PETROGRAPHIC AND GEOCHEMICAL INVESTIGATION OF MAGMATIC PROCESSES AT OLALLIE, PINHEAD AND CLEAR LAKE BUTTES, NORTHERN OREGON CASCADE RANGE

Quaternary volcanism in the northern Oregon Cascade Range is dominated by andesite to rhyodacite lavas at Mt. Jefferson (Conrey, 1991) and at Mt. Hood (Cribb and Barton, 1996). Open-system magma mixing is proposed as a cause of eruptions at both Mt. Hood (Kent et al., 2010) and at Mt. Jefferson (Ferrell et al., 2015), and repeated cycles of magma mixing–fractionation are suggested as a cause of the narrow compositional range of lavas erupted at Mt. Hood (Cribb and Barton, 1996).

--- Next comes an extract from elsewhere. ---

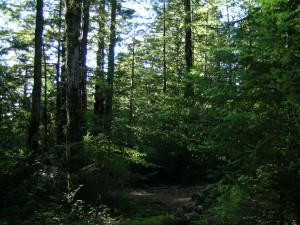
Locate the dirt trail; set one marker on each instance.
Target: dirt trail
(166, 199)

This research examines the petrographic, major element and trace element characteristics of three small Quaternary buttes located between Mt. Jefferson and Mt. Hood: Clear Lake Butte (CLB), Pinhead Buttes (PB), and Olallie Butte (OB). The research investigates whether CLB, PB, and OB exhibit geochemical and/or petrographic evidence of open-system magma mixing similar to that at Mt. Hood and Mt. Jefferson, or whether the smaller CLB, PB and OB magmatic systems were closed and dominated by fractional crystallization. The research has potential to illustrate similarities and differences between adjacent magmatic systems of similar age, yet different scale. Petrographic evidence for magma mixing (plagioclase and pyroxene zoning, sieving, reaction rims) is clearly exhibited by OB samples, while both CLB and PB samples lack widespread disequilibrium textures. Major element oxide trends are consistent with fractional crystallization, but show narrow ranges of concentrations and non-overlapping compositions between PB, OB and CLB. All three buttes are characterized by narrow ranges of incompatible and compatible trace element concentrations. CLB, PB and OB all exhibit LREE enrichment and lack significant HFSE depletions, with PB exhibiting greatest enrichment in REE. These results suggest that CLB, PB and OB magmas were derived from compositionally similar, but discrete mantle sources, and that their magmas were not co-genetic. Geochemical data is consistent with fractionation of observed mineral phases as the dominant magmatic process at each butte, although disequilibria textures indicate a history of magma mixing at OB, and all three buttes exhibit narrow major and trace element compositional ranges such as those attributed to magma mixing at Mt. Hood.